За то, что укротил Аида Безжалостного, надо понимать.
Хаос, и Эреб, и Нюкта, да какой уж я теперь Безжалостный. Аид Безмозглый. Списать на Мойр… списать на то, что он появляется все реже…
– Дальше, – бросил я, трогаясь вдоль берега Стикса. В спину мне клокотал Харон: мол, кому гнев божественный, а кому теперь новое весло доставать…
Совсем бояться разучился.
– Дальше пошло недоумение. Сам ведь знаешь – смертные, до этих пока дойдет… Да и до нас пока дошло, что все это время Мойры так и резали нити…
– Резали?
«Резали, невидимка. Им нет дела до того, что творится на земле. Мои дочери подвластны лишь мне и моему свитку».
– Ага, одну за другой и с прежней скоростью. Нити режут, жребий вынут, судьбы, то есть, нет больше, а человек остается жить. Ходит. Ест. Разговаривает, – плутоватое лицо вдруг напряглось, чуть дрогнул уголок губ. – У меня сын… копье ударило в бою…

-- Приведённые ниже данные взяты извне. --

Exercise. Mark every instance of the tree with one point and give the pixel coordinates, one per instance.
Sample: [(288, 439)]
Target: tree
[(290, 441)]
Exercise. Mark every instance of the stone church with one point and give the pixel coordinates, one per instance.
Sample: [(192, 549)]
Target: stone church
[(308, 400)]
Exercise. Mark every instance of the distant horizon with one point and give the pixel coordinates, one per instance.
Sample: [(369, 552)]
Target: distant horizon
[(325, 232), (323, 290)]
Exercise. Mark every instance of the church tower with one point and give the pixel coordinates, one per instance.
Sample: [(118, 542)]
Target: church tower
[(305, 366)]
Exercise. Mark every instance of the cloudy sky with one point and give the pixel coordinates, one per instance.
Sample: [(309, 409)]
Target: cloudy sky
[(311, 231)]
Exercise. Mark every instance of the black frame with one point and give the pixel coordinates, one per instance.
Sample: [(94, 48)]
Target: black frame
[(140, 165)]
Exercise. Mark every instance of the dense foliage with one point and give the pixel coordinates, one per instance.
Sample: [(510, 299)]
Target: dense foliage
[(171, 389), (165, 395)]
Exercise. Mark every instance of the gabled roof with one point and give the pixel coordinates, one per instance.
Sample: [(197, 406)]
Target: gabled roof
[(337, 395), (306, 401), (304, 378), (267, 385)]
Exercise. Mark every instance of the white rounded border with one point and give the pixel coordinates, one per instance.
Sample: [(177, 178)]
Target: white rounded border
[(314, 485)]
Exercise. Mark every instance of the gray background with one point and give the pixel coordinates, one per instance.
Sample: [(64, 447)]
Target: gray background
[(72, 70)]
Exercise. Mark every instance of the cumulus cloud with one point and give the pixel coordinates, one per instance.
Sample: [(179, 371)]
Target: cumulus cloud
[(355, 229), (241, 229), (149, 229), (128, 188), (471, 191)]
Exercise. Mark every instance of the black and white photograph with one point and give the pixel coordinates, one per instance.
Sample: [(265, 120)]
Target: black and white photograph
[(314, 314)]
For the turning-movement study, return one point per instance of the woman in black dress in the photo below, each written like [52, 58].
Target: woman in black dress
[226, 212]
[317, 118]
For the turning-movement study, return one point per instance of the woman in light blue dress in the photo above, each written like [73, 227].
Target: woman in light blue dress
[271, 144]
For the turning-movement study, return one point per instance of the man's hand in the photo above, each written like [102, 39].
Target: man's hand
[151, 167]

– На войнах – тоже? – глухо переспросил я.
– На войнах. От болезней. От старости. От ядов. Или от божественного гнева. Не умирает больше никто.

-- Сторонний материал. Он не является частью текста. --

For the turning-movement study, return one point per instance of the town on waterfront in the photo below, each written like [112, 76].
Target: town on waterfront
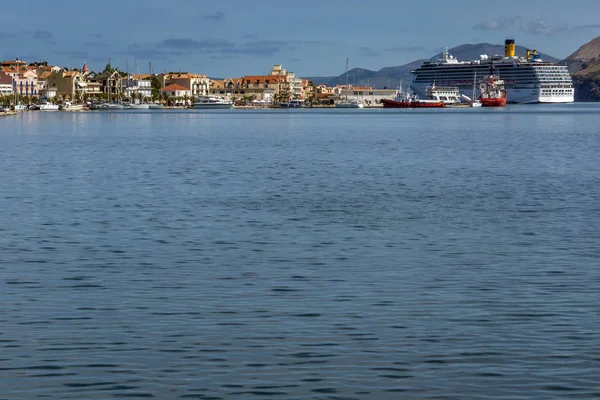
[519, 76]
[31, 85]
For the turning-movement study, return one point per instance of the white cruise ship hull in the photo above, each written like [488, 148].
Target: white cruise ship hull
[514, 96]
[212, 106]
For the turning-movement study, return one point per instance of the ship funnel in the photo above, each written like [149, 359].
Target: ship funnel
[509, 48]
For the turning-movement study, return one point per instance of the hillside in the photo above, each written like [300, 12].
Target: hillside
[584, 66]
[392, 76]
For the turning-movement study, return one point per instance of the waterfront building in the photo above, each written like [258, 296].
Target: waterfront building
[369, 96]
[228, 88]
[6, 84]
[110, 83]
[134, 87]
[72, 83]
[197, 84]
[24, 76]
[43, 73]
[174, 90]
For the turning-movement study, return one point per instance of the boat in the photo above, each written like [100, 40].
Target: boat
[295, 103]
[475, 102]
[212, 103]
[492, 91]
[106, 106]
[71, 107]
[449, 95]
[346, 103]
[527, 79]
[49, 107]
[350, 104]
[142, 106]
[407, 100]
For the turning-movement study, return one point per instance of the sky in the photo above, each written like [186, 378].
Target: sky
[233, 38]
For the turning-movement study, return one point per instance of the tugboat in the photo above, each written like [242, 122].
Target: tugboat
[405, 100]
[492, 91]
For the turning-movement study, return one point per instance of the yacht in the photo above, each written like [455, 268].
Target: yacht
[526, 79]
[142, 106]
[49, 107]
[212, 103]
[350, 104]
[295, 103]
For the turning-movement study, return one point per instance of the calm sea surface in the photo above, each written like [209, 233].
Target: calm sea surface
[308, 254]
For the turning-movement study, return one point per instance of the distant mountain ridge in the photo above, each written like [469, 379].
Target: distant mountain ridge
[584, 66]
[391, 77]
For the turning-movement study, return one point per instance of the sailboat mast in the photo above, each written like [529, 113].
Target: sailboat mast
[346, 86]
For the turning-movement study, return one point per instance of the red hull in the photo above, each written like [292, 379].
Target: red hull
[493, 102]
[412, 104]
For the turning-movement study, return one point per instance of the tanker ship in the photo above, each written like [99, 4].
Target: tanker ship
[527, 79]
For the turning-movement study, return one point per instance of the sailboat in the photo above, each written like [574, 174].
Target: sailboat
[133, 105]
[346, 103]
[475, 102]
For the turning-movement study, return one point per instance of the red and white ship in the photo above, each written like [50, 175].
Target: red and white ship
[492, 91]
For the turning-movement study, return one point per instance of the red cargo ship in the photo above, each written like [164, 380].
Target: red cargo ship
[492, 92]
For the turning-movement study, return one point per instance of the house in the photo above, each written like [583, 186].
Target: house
[368, 95]
[44, 72]
[110, 83]
[230, 87]
[198, 85]
[174, 90]
[135, 85]
[6, 84]
[72, 83]
[24, 77]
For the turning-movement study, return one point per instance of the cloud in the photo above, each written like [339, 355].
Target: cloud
[145, 52]
[532, 26]
[537, 26]
[220, 46]
[72, 53]
[405, 48]
[494, 24]
[585, 27]
[219, 16]
[198, 45]
[95, 44]
[43, 35]
[368, 52]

Я сам знаю это. Я слышу это – одним сплошным воплем, разрывающим виски, единой просьбой послать то, чего раньше они боялись больше всего – избавление… забвение…
Смерть.
– Живут с перерезанными нитями?
– Верно, Владыка.
– Нет жребия – нет судьбы – нет смысла. Нет цели. Мертвецы со стучащим сердцем.
– Верно, Владыка.
– Я глупец.
– Верно, Влад… ой.
Крылышки таларий[1] забились в предсмертной агонии. Ты это кому сейчас?! – возмущенно спрашивали крылышки у хозяина. Ты своей башкой в широкополой шляпе хоть немного дорожишь?!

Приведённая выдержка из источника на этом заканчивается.